Seis meses depois, novo voo, desta vez rumo a Sarajevo. O Vaticano já havia confirmado a visita de Francisco a Portugal em 2017, por ocasião do centenário das aparições de Fátima. O Chefe da Igreja Católica faz a ronda de conversas informais com os jornalistas que viajavam a bordo do avião papal. Aura Miguel volta a tentar a sua sorte. "Estou em falta para consigo!", diz o Papa, recordando a conversa que haviam tido, seis meses antes. "Fiquei totalmente sem reação", relembra a jornalista da Rádio Renascença ao DN. Com indicações de Francisco para voltar a contactar os seus assessores, Aura Miguel começa de imediato a preparação mental para aquela que é a entrevista mais desejada de qualquer vaticanista. "Resolvi escrever-lhe uma carta, através do secretário particular dele, agradecendo-lhe por ele ter a memória tão viva e dizendo que estava disponível quando ele quisesse, mas sugeria como oportunidade uma semana antes da visita ao Vaticano dos bispos portugueses." Carta enviada e, novamente, silêncio do outro lado.

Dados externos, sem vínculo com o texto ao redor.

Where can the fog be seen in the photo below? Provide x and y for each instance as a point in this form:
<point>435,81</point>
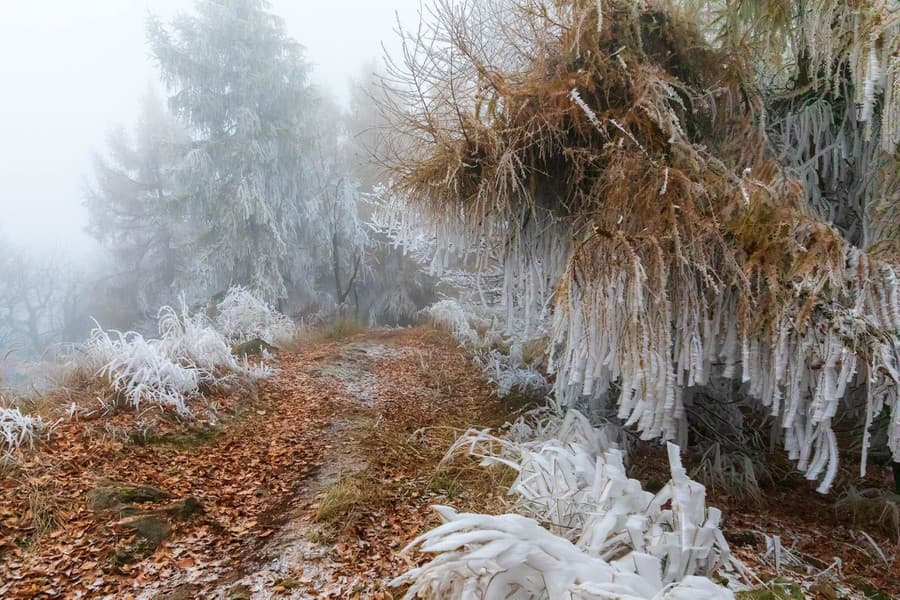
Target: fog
<point>71,71</point>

Em julho, ainda sem qualquer confirmação, Aura Miguel volta a embarcar no avião papal em direção a Quito, Equador. "Levei comigo no bolso, just in case, uma cópia da carta que tinha enviado para ver se conseguia dar-lha em mão", relembra a jornalista. É aí que o inesperado acontece. O Papa, depois de muito procurar, tira um envelope da batina. "O Papa estende-me o envelope e diz "isto é para si". Naquele instante pensei que ele se teria enganado. Para perceber, esta era a minha viagem número 83 com um papa. Os papas não dão envelopes, ponto. Nós, quando muito, é que damos envelopes ao papa. Que um papa dê envelopes a um jornalista, nunca tinha visto." "Señora Aura Miguel", estava escrito no sobrescrito. Lá dentro, dois santinhos e ainda a carta que Aura Miguel havia enviado ao Papa. "Com a mesma letrinha pequenina do envelope, estava escrito "8 de setembro, 11.30". E ele preocupadíssimo, pegou-me na mão e disse-me "veja bem se lhe dá jeito essa data". A preocupação dele era que se não me desse jeito a mim, Aura Miguel, ele, Papa Francisco, mudaria a data! É muito definidor da sua extraordinária humanidade. É inimaginável", conta Aura Miguel. O encontro aconteceria um dia depois da visita ad Limina dos bispos portugueses à Santa Sé.

Papa recebeu DN de 1947

A conversa com Jorge Mario Bergoglio deveria durar apenas 30 minutos, mas acabou por durar uma hora. "A determinada altura ele próprio olha para o relógio, assim de uma maneira muito ostensiva. Pensei "ele agora vai acabar e eu ainda tenho tantas perguntas". Ainda foi o dobro do tempo que me tinham dado", conta a jornalista.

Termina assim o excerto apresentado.